Summary of Economic Activity
Economic activity in the Seventh District increased slightly overall in late August and September, and contacts expected growth to continue at a similar pace over the next 12 months. Employment, consumer spending, business spending, and construction and real estate all increased slightly. Manufacturing production declined a bit. Wages and prices rose slightly and financial conditions improved modestly. The crop harvest got off to a slow start, as rains delayed fieldwork.

Employment and Wages
Employment increased slightly over the reporting period and contacts expected a similar-sized increase over the next 12 months. Hiring continued to be focused on professional and technical, sales, and production workers. As they have for some time, contacts indicated that the labor market was tight and that it was difficult to fill positions at all skill levels. One auto supplier facing a decline in sales due to the GM strike planned to cut workers' hours rather than making layoffs because he felt that in the tight labor market, it would be too difficult to find new workers after the strike ended. A staffing firm reported little change in billable hours. Wages increased slightly overall. Contacts were most likely to report wage increases for professional and technical, administrative, and production workers. Many firms reported rising benefits costs.

Prices
Prices rose slightly in late August and September, though contacts expected prices to rise somewhat faster over the next 12 months. Retail prices moved up slightly, with reports of increases related to both realized and potentially higher tariffs. Producer prices edged up, with contacts reporting stable freight costs and slower increases in labor and materials costs.

Consumer Spending
Consumer spending increased slightly on balance over the reporting period. Nonauto retail sales moved up a bit, with reports of gains in the appliances, outdoor, and lawn and garden sectors, but declines in apparel. Contacts expected holiday spending to be similar to or slightly higher than last year. Contacts reported lower tourism volumes. New light vehicle sales increased at a moderate pace and dealers reported that margins on new vehicles continued to shrink. Used vehicle sales remained at a strong level, surprising some dealers. Contacts said that the strike at GM hadn't yet hurt new vehicle sales, but believed that it would if the strike continued into November. The strike had created parts shortages though, which resulted in extended wait times for some repairs. In addition, there were reports of dealers providing only basic services for GM vehicles such as oil changes and tire rotations.

Business Spending
Business spending increased slightly in late August and September. Retail inventories were a little high overall, with reports that sales of fall merchandise were below expectations. Contacts said that the strike at GM was slowly depleting inventories of GM vehicles, but that inventories at GM suppliers were expected to keep growing until the strike ends. Most manufacturers reported comfortable inventory levels, though there were reports of shortages of stainless steel. Capital spending moved up slightly, and contacts expected that pace to continue over the next 12 months. Outlays were primarily for replacing industrial and IT equipment and renovating structures. Contacts continued to note that elevated uncertainty about international trade policy was holding back investment and spurring efforts to diversify supply chains. Demand for transportation services declined modestly. Commercial and industrial energy demand was little changed, with increases in commercial consumption offset by declines in industrial consumption.

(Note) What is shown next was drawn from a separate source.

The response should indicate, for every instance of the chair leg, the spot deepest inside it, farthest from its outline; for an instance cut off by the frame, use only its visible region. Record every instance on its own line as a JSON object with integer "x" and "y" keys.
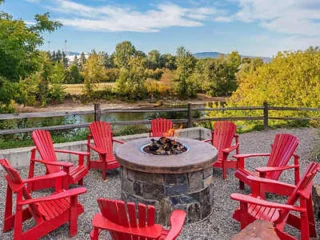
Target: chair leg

Construction and Real Estate
Construction and real estate activity increased slightly over the reporting period. Residential construction rose modestly, with increased starter home construction outweighing lower high-end homebuilding. Contacts indicated that rising costs continued to put a damper on building. Residential real estate activity was little changed on balance, with higher sales of low- and moderately-priced homes offset by fewer sales of high-priced homes. Overall, home values rose slightly. Nonresidential construction activity was little changed. Nonresidential builders also noted that rising costs were slowing activity. Commercial real estate activity increased slightly. Contacts reported that demand from investors for buildings with tenants already in place continued to be strong. Rents, vacancies, and the availability of sublease space were little changed.

Manufacturing
Manufacturing production decreased slightly in late August and September. Demand in the automotive industry decreased some, but remained at a solid level. Contacts noted that the halt in production at GM plants due to the strike was starting to affect auto suppliers' order books. Demand for steel decreased slightly. Heavy machinery manufacturers also reported a slight drop in orders, led by declines in demand from the oil and gas sector. Orders fell for specialty metals manufacturers as well, driven by decreased demand from the auto industry. Demand for heavy trucks increased, though contacts expected demand to slow through the rest of the year.

Banking and Finance
Overall, financial conditions improved modestly over the reporting period. Participants in the equity and bond markets reported a slight improvement in conditions. Business loan demand rose modestly, with growth spread across sectors. There were numerous reports of increased refinancing volumes for commercial real estate loans. Loan quality remained solid across most sectors. Contacts again said that lending standards were little changed, but noted that strong competition was creating pressure to loosen them. Consumer loan demand increased modestly, with reports of higher mortgage refinancing and home purchasing volumes. Loan quality and standards were little changed.

Agriculture
The corn and soybean harvest got off to a slow start in the District, as rains delayed fieldwork. In addition, the harvest started later than usual because heavy spring rains had delayed planting and crops were up to a month behind in maturity. Contacts had mounting concerns about how much of this year's crop would be able to fully mature before a hard frost hits. Overall, contacts expected the harvest to be well below those of recent years. Corn and soybean prices moved higher, especially toward the end of the reporting period. Egg and dairy prices were up, but hog and cattle prices drifted down. Contacts noted that although there was still uncertainty about the size of China's purchases of agricultural products, there was positive news for farmers in the newly announced trade deal with Japan and in recent adjustments to the implementation of the Renewable Fuels Standard that will support demand for biofuels.